The Communications Council has launched a study into advertising effectiveness in Australia, for the first time using a new database of confidential data submitted with entries to the Effie Awards. 

The report Australian Advertising Effectiveness Rules, co-authored by advertising effectiveness luminaries Rob Brittain and Peter Field, was unveiled at special Effies Work Behind The Work events in Melbourne and Sydney. 

The report marks the first time outside the UK that a report on advertising effectiveness has validated the conclusions of Field's research work with fellow effectiveness guru Les Binet.

The data covers 143 campaigns entered in the 2018 and 2019 Effie Awards.

The key findings:

  • Broad targeting remains the most effective approach in delivering larger impacts on brand profit growth;
  • Longer duration campaigns are more effective in driving business measures;
  • The impact of longer duration campaigns builds cumulatively over time, therefore longer campaign evaluation periods reveal stronger campaign effects;
  • And emotional campaigns are more effective at impacting long-term market share growth.

“This is the first of a series of paper developed with Peter using the new Australian Effies Database, deriving learnings from some of the most effective Australian marketing campaigns," Brittain says.

He says that with Australia in a low economic growth climate, marketing budgets are at greater risk of being cut to meet bottom line targets.

“This environment creates more pressure for marketers to prove the effectiveness of their investment and can lead to a shift in focus towards efficiency," Brittain says.

"However the answer lies in understanding effectiveness, and through this understanding, marketing investment works at its hardest, delivering the future revenue growth that businesses need."

Peter Field says the new report is “an important addition to the evidence base about how advertising works”.

“If I had to single out just one area of this research it would be the ground-breaking findings on how campaign effects evolve over time, and how this differs for short and long-term campaigns. We’ve never been able to look so precisely at this before,” Field says.

“Looking forward, as an industry, we need empirical evidence of what genuinely works, more than ever. We need to be able to challenge each plausible-sounding new theory of effectiveness that comes along, and to see if they hold water before we rush in with our dollars.”

The Communications Council CEO Tony Hale says the Effie database will become over time the most valued resource in Australia when examining what is really driving marketing and advertising effectiveness.

“It is with great pride that we can now publish our very first edition of Australian Advertising Effectiveness Rules," he says. 

In addition to research findings and recommendations, the report also includes two case histories drawn from the recent winners of the 2019 Australian Effie Awards, announced on 5 September.

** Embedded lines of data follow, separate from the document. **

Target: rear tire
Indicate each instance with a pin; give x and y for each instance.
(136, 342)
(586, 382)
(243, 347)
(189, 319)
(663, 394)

Grand Effie 2019 winner Carlton & United Breweries (CUB) provides a case study into how taking the long-term approach led to Great Northern becoming Australia’s most popular beer, while Gold Effie winner NRMA Insurance’s Help case study showcases the power of emotional brand building.

In addition to the unveiling of the Australian Advertising Effectiveness Rules report, attendees at the “Effies Work Behind The Work” events in Melbourne and Sydney were treated to insightful ‘behind-the-scenes’ presentations of 2019 Effie award-winning campaigns from Clemenger BBDO Melbourne and CUB, AJF GrowthOps and Officeworks, The Monkeys and NRMA and 2019 Effective Agency of the Year BMF and ALDI.